The group takes the name of Myrtle and Maroon Dramatics Club.

December 1894
Thumbnail: cover from Myrtle & Maroon performance of A GRAIN OF
TRUTH

" ... The first performance [of the Myrtle and Maroon Dramatics Club] will be given January 17th next at the Germania Theater, and the play selected for the occasion is one written by Professor Dumay and entitled A Grain of Truth.. It is a good humored, but keen satire on certain ludicrous phases of American society life, and has been pronounced a thorough success by those competent to judge. The members are rehearsing three times a week, and are making rapid progress. The formation of the Club marks an era in the life of the University ..."
(Student Life).

January 1905
University takes possession of the Hilltop Campus following the close of the World's Fair. A room between the towers of Brookings serves as the campus' first chapel, and a student-led Chapel Choir provides music at the weekly services. A room on the west side of Cupples II (now Room 107) is assigned to the dramatics club. Later known as "Thyrsus Theater," Cupples II Room 107 served as an important rehearsal and performing space until the early 20s, when Thyrsus Theater moved to a YMCA hut south of today's Umrath Hall. The stage in Cupples Hall was on the north end of the room, approximately 16 feet deep, with room for an audience of seventy. Actors entered through a backstage window and any dressing that could be done in the public eye was done in front of the curtain.

1906
Thumbnail of program from THE TITLE MART The Title Mart bids fair to break the record of Dramatic Club productions. Advance orders for seats have been so numerous that even before the tickets were issued almost half the house had been sold for the evening performance. Without doubt, the "S.R.O." sign will be hung out tonight. Indications point to a good matinee crowd also.

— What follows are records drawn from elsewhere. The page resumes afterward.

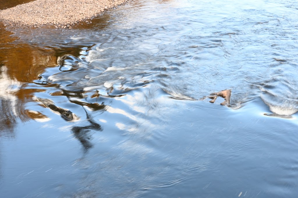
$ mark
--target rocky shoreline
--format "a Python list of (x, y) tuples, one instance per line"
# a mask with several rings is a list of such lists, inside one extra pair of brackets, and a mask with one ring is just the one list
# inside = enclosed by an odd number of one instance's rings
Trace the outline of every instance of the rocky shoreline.
[(5, 26), (38, 28), (44, 25), (71, 29), (90, 20), (105, 10), (128, 0), (36, 0), (0, 11)]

Reports from the committee in charge [of] the Temple Israel benefit state that standing room was being sold over a week ago, and that a very pretty sum will be realized. They say that the fact that the Dramatic Club of W.U. is giving the play is causing a great demand for the seats. Verily, our fame is spreading. The cry is: If we only had an auditorium!" (Student Life)

February 20, 1907
image show name THYRSUS "What's in a name? This was one of the chief topics discussed at the regular meeting of the Dramatic Club last Wednesday. After mature deliberation the club selected for its official name, "Thyrsus," suggested by Prof. Holmes Smith and proposed to the club by Mr. Starbird. The name signifies a pine cone, which was the symbol of Dionysus, the Greek god of the drama. In selecting such a name, the club is doing wisely, as the former name was entirely too long and too ordinary, while "Thyrsus" is terse, sounds well, and has some significance." (Student Life)

1907
First women's glee club forms.

1909
Thumbnail - Graham Chapel interior, ca. 1909 Graham Chapel dedicated; Chapel Choir reorganizes under the direction of Charles Galloway, University Organist, who directs the group until his death in 1932.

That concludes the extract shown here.